"Demolition Party" de Marie Amachoukeli et Claire Burger
Il y a une dernière fois à tout, et aujourd’hui c’est la fin du monde.
Si Demolition Party présente un synopsis proche de block-busters comme 2012 ou Le jour d'après de Roland Emmerich, il n'aura pas grand-chose en partage avec eux. Se rendre à Bugarach, dans les Pyrénées (ce village perdu mis sur le devant la scène en 2012 du fait qu'il était censé abriter un refuge contre l'apocalypse imminente), constitue ici la quête de Salomé et Jean-Benoît tandis que la radio émet d'insistantes rumeurs de fin de monde. Mais on peut tout autant considérer qu'ils fuient quelque chose, un désœuvrement, une insatisfaction, peut-être pire. Suivant les codes du road movie, le duo devient trio ; rencontrée à une station-service, Camille grimpe dans le camping-car et l'on découvre par elle que ce frère et cette sœur jouent à la der des ders de tout, sérieusement et sans entrave – Salomé profite de cette nouvelle présence pour s'adonner à la jouissance saphique. Mais tous les lieux communs énoncés par Marie Amachoukeli et Claire Burger sont parcourus par une dimension dysfonctionnelle, une angoisse manifeste, mais aussi une violence qui menace régulièrement de gagner cet attelage.

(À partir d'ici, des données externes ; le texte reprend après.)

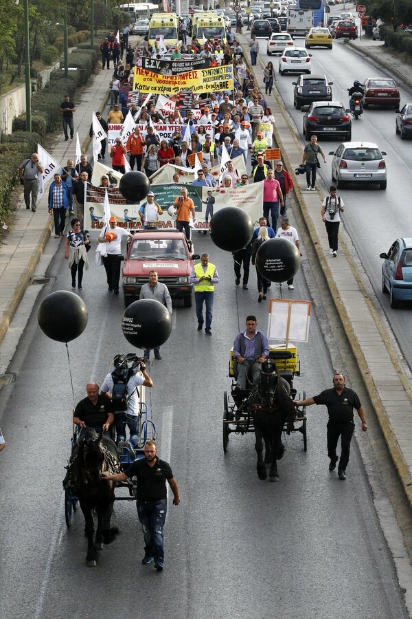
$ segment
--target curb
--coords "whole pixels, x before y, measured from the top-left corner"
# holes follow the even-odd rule
[[[356,50],[358,49],[357,46],[352,45],[352,47],[355,47]],[[244,56],[244,58],[245,62],[249,65],[249,69],[251,69],[251,71],[252,71],[252,72],[253,72],[253,67],[251,67],[249,64],[249,57]],[[260,64],[262,65],[262,67],[263,67],[263,62],[260,57],[259,57],[259,61],[260,62]],[[382,63],[382,64],[384,65],[385,63]],[[404,81],[404,77],[402,77]],[[258,84],[258,80],[257,79],[257,76],[255,75],[255,78],[256,84]],[[275,87],[275,83],[273,85]],[[272,90],[272,95],[276,100],[278,110],[283,116],[284,120],[286,122],[290,133],[290,135],[293,137],[295,143],[301,150],[301,145],[299,142],[298,142],[296,132],[294,127],[292,126],[289,116],[284,108],[283,101],[279,96],[277,90],[275,87],[273,87],[273,89]],[[336,285],[334,284],[333,276],[326,261],[323,251],[321,249],[318,235],[312,224],[308,207],[306,206],[304,197],[298,186],[296,175],[294,173],[293,166],[290,163],[290,160],[286,153],[286,149],[283,146],[282,138],[276,126],[274,129],[274,133],[277,145],[281,149],[282,158],[286,162],[289,173],[293,178],[294,183],[296,184],[296,186],[293,188],[293,191],[295,195],[295,197],[296,198],[297,204],[299,206],[301,216],[304,221],[305,222],[306,231],[308,233],[308,237],[310,237],[310,242],[312,245],[312,248],[314,250],[314,254],[317,258],[319,264],[326,281],[326,285],[329,289],[329,292],[332,297],[332,302],[334,304],[335,307],[336,308],[336,310],[338,312],[345,336],[347,339],[350,346],[352,348],[355,363],[356,364],[359,369],[360,373],[360,380],[363,382],[365,389],[366,389],[366,391],[371,401],[371,404],[376,415],[376,418],[382,433],[385,441],[387,444],[388,451],[402,484],[404,492],[409,501],[409,506],[412,508],[412,475],[409,472],[409,469],[405,462],[403,453],[402,453],[398,441],[396,440],[396,438],[394,435],[394,433],[391,427],[389,417],[382,403],[382,400],[380,400],[379,393],[375,386],[373,379],[371,378],[369,373],[367,362],[366,361],[366,359],[365,358],[363,352],[359,345],[359,343],[358,342],[356,335],[353,332],[353,329],[350,323],[350,320],[347,315],[346,308],[345,307],[343,303],[341,300],[339,290],[336,288]],[[319,197],[321,197],[320,188],[317,182],[317,188],[318,194],[319,195]],[[374,322],[375,323],[376,328],[383,340],[385,346],[391,358],[393,367],[396,369],[397,373],[399,376],[402,387],[404,387],[405,392],[407,393],[409,399],[412,400],[412,389],[409,385],[408,379],[404,373],[403,369],[398,361],[396,353],[394,351],[385,332],[385,330],[379,319],[379,317],[370,301],[369,294],[365,288],[363,284],[362,283],[359,272],[358,271],[357,267],[354,260],[352,259],[350,252],[349,251],[349,249],[344,240],[342,239],[341,235],[339,235],[339,243],[341,243],[344,250],[345,257],[348,261],[348,263],[350,265],[350,269],[353,273],[354,279],[356,281],[359,289],[365,299]]]

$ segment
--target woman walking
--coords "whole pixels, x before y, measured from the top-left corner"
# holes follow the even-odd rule
[[[268,234],[268,230],[266,226],[262,226],[260,230],[259,230],[259,234],[258,235],[258,238],[253,242],[253,245],[252,246],[252,264],[255,264],[256,262],[256,254],[258,253],[258,250],[265,241],[269,240],[269,235]],[[269,282],[267,279],[265,279],[264,277],[262,277],[259,271],[258,270],[258,268],[256,267],[256,275],[258,276],[258,290],[259,292],[259,296],[258,297],[258,303],[261,303],[262,301],[266,298],[267,290],[268,287]]]
[[[78,274],[78,288],[82,290],[83,269],[89,268],[87,247],[90,241],[86,232],[81,229],[80,219],[74,217],[70,222],[71,230],[67,232],[65,243],[65,258],[68,260],[68,267],[71,273],[71,287],[76,288],[76,276]]]

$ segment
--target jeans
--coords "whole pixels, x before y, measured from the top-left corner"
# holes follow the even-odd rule
[[[194,303],[196,306],[196,315],[197,316],[199,325],[203,325],[203,302],[206,305],[206,331],[210,329],[211,325],[211,319],[213,318],[213,299],[214,292],[195,292]]]
[[[37,194],[38,193],[38,179],[33,178],[24,182],[24,202],[28,208],[30,206],[30,195],[32,196],[32,210],[37,208]]]
[[[345,470],[349,461],[350,452],[350,442],[355,429],[353,421],[345,424],[335,424],[334,422],[328,422],[328,455],[334,462],[338,459],[336,456],[336,446],[338,440],[341,437],[341,459],[338,465],[339,470]]]
[[[326,226],[326,232],[328,232],[328,239],[329,241],[329,248],[332,249],[334,252],[338,250],[338,232],[339,232],[340,221],[325,221]]]
[[[269,224],[269,211],[271,213],[271,224]],[[264,202],[263,215],[268,220],[268,226],[270,226],[276,233],[276,224],[279,217],[279,202]]]
[[[122,260],[122,254],[108,254],[103,256],[103,264],[106,270],[107,276],[107,285],[108,290],[119,292],[119,280],[120,279],[120,263]]]
[[[139,444],[139,420],[138,415],[129,415],[126,411],[119,411],[115,415],[115,426],[116,426],[116,439],[126,440],[126,426],[129,428],[130,437],[129,442],[133,449]]]
[[[53,209],[54,217],[54,234],[61,235],[66,225],[66,209],[64,206]]]
[[[73,118],[63,118],[63,131],[65,133],[65,138],[67,140],[69,138],[69,135],[67,134],[67,128],[70,129],[70,137],[73,138],[73,134],[74,133],[74,124],[73,123]]]
[[[166,519],[168,501],[161,499],[160,501],[145,502],[138,499],[136,506],[144,537],[145,552],[154,558],[155,563],[159,561],[163,563],[165,556],[163,529]]]
[[[308,164],[308,162],[306,162],[305,166],[306,166],[306,183],[308,184],[308,186],[314,187],[317,164],[316,162],[314,164]],[[312,173],[312,182],[310,182],[310,173]]]

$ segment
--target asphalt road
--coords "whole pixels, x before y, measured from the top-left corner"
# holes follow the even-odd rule
[[[334,8],[334,12],[340,12]],[[264,65],[268,61],[276,69],[276,87],[285,107],[292,117],[297,135],[302,145],[306,143],[302,134],[304,113],[293,107],[293,85],[296,75],[288,74],[281,76],[278,72],[279,56],[266,54],[266,41],[260,39],[261,57]],[[304,46],[304,39],[296,39],[295,45]],[[341,101],[349,107],[347,89],[354,80],[363,82],[367,77],[379,76],[393,77],[377,62],[358,54],[346,45],[342,40],[334,41],[332,50],[314,48],[312,72],[325,74],[333,82],[334,100]],[[401,107],[412,100],[412,92],[402,83],[399,83]],[[405,359],[412,367],[412,315],[411,304],[404,303],[399,310],[391,310],[389,296],[381,290],[381,264],[379,254],[387,252],[400,237],[412,234],[412,213],[408,208],[408,196],[411,193],[411,168],[412,167],[412,142],[401,140],[395,133],[395,112],[388,108],[369,107],[364,111],[358,120],[352,119],[352,141],[365,140],[376,142],[385,155],[388,171],[387,189],[382,191],[377,186],[366,185],[356,188],[350,186],[339,191],[345,204],[343,217],[345,229],[354,246],[359,262],[365,270],[376,296],[375,305],[385,312],[393,334],[398,340]],[[323,138],[319,140],[328,159],[319,171],[324,188],[332,182],[331,161],[339,142]]]
[[[324,410],[308,409],[306,453],[300,435],[286,437],[278,484],[258,479],[251,435],[231,435],[223,454],[228,351],[247,314],[255,312],[266,329],[267,305],[257,303],[253,270],[243,291],[234,285],[230,254],[203,236],[195,239],[195,249],[209,252],[220,276],[213,336],[196,330],[194,309],[175,307],[163,358],[150,369],[154,387],[147,397],[161,457],[171,462],[182,499],[179,507],[169,501],[164,572],[140,563],[142,534],[131,503],[116,504],[122,534],[95,569],[85,566],[82,514],[66,528],[61,481],[73,404],[69,363],[65,345],[38,327],[36,306],[10,368],[16,382],[0,410],[8,438],[0,459],[1,616],[406,617],[356,442],[347,481],[328,470]],[[56,279],[41,298],[70,290],[61,243],[48,274]],[[122,297],[106,292],[104,270],[93,261],[83,285],[89,324],[69,344],[76,402],[87,382],[101,383],[116,353],[130,349],[121,332]],[[295,285],[293,298],[310,298],[301,273]],[[271,290],[278,296],[278,287]],[[329,387],[332,368],[314,314],[310,341],[299,350],[298,391],[314,394]],[[358,425],[356,434],[366,439]]]

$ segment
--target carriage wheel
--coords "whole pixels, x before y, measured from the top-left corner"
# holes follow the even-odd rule
[[[223,392],[223,451],[225,453],[227,451],[227,444],[229,442],[229,435],[230,434],[230,428],[229,424],[225,423],[229,421],[230,415],[229,412],[229,406],[227,405],[227,391]]]
[[[71,501],[71,490],[67,488],[65,490],[65,517],[68,527],[71,524],[71,519],[73,517],[73,506]]]

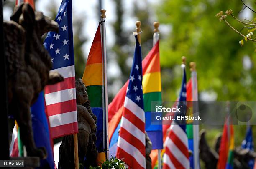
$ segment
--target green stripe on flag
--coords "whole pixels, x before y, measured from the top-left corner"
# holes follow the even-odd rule
[[[102,86],[87,86],[91,107],[102,107]]]
[[[187,124],[186,127],[188,139],[193,139],[193,125]]]
[[[145,112],[151,112],[151,101],[161,101],[161,100],[162,95],[161,92],[151,92],[143,94]]]
[[[19,150],[19,156],[23,157],[24,156],[24,147],[23,143],[21,139],[20,139],[20,127],[19,127],[18,129],[18,149]]]

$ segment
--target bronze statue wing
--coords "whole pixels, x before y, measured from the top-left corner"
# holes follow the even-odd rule
[[[25,30],[12,21],[3,22],[3,30],[7,71],[11,76],[15,71],[25,69]]]

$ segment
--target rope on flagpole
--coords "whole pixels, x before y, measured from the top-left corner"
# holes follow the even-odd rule
[[[103,148],[105,154],[106,159],[108,159],[108,82],[107,80],[107,52],[106,50],[106,10],[100,10],[101,20],[100,21],[100,32],[101,35],[102,53],[103,59]]]
[[[198,94],[197,92],[197,75],[196,64],[195,62],[189,63],[191,77],[192,79],[192,100],[193,100],[193,112],[194,114],[199,115],[198,109]],[[194,166],[195,169],[200,168],[199,163],[199,125],[198,122],[194,121],[193,125],[193,137],[194,139]]]
[[[153,25],[154,25],[154,34],[153,35],[153,46],[156,45],[158,40],[159,40],[159,30],[158,27],[160,23],[159,22],[154,22]]]
[[[154,22],[154,34],[153,34],[153,46],[155,46],[157,41],[159,40],[159,30],[158,27],[160,23],[159,22]],[[158,169],[162,168],[162,158],[161,157],[161,149],[157,150],[157,160],[158,161]]]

Si l'on retrouve les accents naturalistes de C'est gratuit pour les filles (2010, voir Bref n° 88 et supra page 16), les cinéastes y joignent des contrepoints stylisés (ralentis, usage de musiques planantes) allant dans le sens du “film-trip” gagné par la science-fiction – particulièrement les jeux avec les sources lumineuses dans l'obscurité rappelant Rencontres du troisième type de Steven Spielberg. Si le road movie se manifeste par le déplacement, la rencontre et l'interaction, il aboutit souvent à un voyage intérieur, à la découverte de soi-même, à une réconciliation. Ici, après une nuit dans une étable, on est tenté par une allégorie de la nativité ; au petit matin, deux individus semblent renaître.
Arnaud Hée
Réalisation : Marie Amachoukeli et Claire Burger. Scénario : Claire Burger, Marie Amachoukeli et Louis-Paul Desanges. Image : Ronan Boudier et Julien Poupard. Montage : Fréderic Baillehaiche et Claire Burger. Son : Mathieu Villien, Fanny Martin et Sébastien Pierre. Interprétation : Camille Ducellier, Salomé Richard et Jean-Benoît Ugeux. Production : Dharamsala.